Compare your lists. Are the plans you’ve made for this year or season leading toward your ideals? Are the daily strivings after your “shoulds” leading you closer to your children or are any of them putting emotional or time wedges between you?
With your lists and these questions in mind, evaluate what has to change to move you closer to your ideals. Begin to surround yourself with messages (through social media, books, even one new personal connection) that support your ideals, and take steps to sift away those that don’t. Ask yourself what’s one small thing you can do right away to take a step toward who you want yourself, and your family, to be. It doesn’t have to mean reworking everything. Just list one or two little changes that would bring you joy and help you feel closer to your family. Hush the voices that say, “The kids won’t go along with it”, or “You shouldn’t make the change because…”. You’re the mom. You can make any changes you believe will benefit your relationship with your kids. You get to set the tone and atmosphere of your family life.
Next, ask yourself- what are 1-3 things you want to plan differently in the future (next week, next month, next holiday, next vacation, next summer, next school year) that will increase the warmth and connection between you and your children? Don’t take it all at once. Just go with where your heart leads you. Write you ideas down. None of us can remember these things in the midst of our busy lives. Revisit the list every day.
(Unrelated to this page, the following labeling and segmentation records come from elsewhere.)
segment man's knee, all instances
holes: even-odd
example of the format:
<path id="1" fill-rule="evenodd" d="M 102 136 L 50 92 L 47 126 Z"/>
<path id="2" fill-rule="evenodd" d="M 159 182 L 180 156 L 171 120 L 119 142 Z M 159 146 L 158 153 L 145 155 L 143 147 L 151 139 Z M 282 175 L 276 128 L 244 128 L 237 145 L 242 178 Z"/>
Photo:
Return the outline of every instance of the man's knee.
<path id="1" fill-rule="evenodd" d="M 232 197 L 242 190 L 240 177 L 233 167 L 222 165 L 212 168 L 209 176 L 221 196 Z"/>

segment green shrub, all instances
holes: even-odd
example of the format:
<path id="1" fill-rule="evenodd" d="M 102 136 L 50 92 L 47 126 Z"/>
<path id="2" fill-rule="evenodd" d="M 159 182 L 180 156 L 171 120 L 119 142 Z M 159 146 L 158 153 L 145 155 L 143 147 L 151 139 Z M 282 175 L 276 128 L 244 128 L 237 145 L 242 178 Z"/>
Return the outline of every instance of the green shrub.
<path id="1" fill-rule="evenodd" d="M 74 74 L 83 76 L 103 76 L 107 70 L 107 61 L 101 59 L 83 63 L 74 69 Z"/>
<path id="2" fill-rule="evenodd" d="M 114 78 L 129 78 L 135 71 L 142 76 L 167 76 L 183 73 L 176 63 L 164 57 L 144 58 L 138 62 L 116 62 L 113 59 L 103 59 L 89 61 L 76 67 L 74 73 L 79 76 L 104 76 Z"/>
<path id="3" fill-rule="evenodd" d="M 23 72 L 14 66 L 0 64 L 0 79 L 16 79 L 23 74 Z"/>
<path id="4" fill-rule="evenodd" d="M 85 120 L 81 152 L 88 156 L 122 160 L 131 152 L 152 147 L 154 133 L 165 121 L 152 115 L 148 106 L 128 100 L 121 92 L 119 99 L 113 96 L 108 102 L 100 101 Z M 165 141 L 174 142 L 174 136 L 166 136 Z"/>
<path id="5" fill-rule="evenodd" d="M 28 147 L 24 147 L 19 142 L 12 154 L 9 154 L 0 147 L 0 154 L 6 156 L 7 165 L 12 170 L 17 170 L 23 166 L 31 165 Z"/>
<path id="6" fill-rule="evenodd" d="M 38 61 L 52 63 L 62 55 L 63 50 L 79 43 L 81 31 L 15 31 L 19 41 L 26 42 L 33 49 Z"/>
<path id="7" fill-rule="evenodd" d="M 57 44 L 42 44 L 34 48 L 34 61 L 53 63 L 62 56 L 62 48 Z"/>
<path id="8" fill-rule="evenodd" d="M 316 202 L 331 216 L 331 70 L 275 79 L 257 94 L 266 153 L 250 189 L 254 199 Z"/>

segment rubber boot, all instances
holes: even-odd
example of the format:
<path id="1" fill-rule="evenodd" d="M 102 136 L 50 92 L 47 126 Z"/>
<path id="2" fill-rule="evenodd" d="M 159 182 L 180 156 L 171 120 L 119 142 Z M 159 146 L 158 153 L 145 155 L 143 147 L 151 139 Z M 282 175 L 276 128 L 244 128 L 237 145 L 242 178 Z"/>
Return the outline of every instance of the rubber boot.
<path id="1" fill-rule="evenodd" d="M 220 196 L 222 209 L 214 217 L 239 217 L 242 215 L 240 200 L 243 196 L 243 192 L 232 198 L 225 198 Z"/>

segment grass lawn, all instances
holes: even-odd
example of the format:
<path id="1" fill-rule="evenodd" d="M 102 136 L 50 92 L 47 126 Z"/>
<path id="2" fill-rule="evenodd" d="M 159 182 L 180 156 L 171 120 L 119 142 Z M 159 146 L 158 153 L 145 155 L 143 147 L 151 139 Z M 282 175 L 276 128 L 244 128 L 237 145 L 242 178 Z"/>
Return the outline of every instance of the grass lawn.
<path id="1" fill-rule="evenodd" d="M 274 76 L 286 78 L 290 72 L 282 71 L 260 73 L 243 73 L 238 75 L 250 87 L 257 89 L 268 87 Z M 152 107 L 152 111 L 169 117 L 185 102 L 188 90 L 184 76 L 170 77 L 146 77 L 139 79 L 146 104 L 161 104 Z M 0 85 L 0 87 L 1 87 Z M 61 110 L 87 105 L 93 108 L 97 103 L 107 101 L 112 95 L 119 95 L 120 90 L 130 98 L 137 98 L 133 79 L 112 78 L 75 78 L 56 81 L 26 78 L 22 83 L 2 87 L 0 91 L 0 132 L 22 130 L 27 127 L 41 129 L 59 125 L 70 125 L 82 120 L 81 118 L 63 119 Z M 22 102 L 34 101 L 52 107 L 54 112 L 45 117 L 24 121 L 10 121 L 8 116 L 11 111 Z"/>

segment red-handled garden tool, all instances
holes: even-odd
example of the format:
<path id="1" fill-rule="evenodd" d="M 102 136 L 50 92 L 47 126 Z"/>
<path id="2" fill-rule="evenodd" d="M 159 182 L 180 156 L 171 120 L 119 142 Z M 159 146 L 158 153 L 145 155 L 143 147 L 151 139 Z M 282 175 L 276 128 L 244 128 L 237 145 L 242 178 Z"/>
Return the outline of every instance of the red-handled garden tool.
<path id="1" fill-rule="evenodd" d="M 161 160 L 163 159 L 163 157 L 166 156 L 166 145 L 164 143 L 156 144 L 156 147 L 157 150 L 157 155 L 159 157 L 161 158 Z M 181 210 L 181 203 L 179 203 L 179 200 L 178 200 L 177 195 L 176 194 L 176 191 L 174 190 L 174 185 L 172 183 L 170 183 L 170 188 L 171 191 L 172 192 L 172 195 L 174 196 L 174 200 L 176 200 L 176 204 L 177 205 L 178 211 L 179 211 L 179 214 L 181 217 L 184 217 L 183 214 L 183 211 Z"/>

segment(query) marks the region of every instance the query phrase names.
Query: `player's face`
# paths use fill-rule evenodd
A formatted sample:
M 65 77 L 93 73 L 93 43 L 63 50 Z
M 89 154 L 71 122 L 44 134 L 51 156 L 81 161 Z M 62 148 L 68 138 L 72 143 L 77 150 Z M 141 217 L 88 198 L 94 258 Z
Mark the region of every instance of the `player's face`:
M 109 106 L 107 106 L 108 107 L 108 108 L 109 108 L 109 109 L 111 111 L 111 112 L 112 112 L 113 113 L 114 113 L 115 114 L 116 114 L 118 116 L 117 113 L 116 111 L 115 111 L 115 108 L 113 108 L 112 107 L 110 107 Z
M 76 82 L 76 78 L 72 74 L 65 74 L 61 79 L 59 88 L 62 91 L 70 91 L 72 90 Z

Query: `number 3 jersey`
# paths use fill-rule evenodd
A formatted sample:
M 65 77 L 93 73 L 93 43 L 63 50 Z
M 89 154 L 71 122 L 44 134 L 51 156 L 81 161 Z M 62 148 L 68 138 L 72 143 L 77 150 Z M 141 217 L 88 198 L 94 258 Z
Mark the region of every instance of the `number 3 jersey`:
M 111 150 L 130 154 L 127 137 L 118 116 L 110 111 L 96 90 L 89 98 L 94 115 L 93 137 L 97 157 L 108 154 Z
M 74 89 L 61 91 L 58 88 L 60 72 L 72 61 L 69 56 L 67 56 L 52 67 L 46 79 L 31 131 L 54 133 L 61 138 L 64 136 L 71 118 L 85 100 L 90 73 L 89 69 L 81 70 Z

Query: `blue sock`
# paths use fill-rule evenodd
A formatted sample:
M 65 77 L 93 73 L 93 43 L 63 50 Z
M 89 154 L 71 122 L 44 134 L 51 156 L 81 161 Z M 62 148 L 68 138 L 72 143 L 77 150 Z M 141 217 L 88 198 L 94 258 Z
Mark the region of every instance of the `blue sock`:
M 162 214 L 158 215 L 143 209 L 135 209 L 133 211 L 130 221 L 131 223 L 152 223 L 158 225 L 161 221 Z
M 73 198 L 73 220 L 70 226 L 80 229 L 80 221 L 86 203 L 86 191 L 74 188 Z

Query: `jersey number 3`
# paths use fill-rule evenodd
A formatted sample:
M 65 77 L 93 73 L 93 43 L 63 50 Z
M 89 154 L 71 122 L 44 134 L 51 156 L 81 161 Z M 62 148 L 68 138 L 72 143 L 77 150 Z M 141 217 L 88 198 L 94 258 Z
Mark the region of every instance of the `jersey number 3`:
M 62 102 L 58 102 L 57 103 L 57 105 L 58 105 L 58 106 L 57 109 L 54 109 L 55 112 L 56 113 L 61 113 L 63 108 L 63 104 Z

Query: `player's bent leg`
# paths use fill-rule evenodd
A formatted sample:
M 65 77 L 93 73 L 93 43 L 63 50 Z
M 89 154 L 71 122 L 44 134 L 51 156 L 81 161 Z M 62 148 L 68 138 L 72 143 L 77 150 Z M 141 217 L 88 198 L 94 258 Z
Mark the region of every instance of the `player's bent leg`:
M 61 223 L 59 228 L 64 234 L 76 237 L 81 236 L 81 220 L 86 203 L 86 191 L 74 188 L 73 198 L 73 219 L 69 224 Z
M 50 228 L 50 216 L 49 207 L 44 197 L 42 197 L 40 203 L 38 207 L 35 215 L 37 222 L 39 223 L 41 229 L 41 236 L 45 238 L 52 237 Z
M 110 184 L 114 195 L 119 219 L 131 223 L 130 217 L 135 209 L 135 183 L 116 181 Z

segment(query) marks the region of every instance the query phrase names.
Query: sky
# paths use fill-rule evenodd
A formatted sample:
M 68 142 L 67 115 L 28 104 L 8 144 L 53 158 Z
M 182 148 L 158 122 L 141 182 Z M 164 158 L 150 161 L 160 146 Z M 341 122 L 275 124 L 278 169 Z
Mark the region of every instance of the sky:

Make note of your successes each day, no matter how tiny, and right down one thing you want to do together tomorrow to help your family create a warm memory, or atmosphere, that supports your particular ideals.
Finally, after you’ve given yourself a chance to process your new ideals, desires and plans. Share them with your family. It’s ok to tell them you love them and want to be the best mom you can be. Let them know what you want to work toward, and ask them if they have any ideas of little things you can all do to make you feel closer to each other and create warm memories together. Letting them know you love them enough to grow and develop into your best self as a mom, allows them to know they are safe to grow and change and strive to feel good about who they are too.
Step by step you can become the ideal mom you want to be.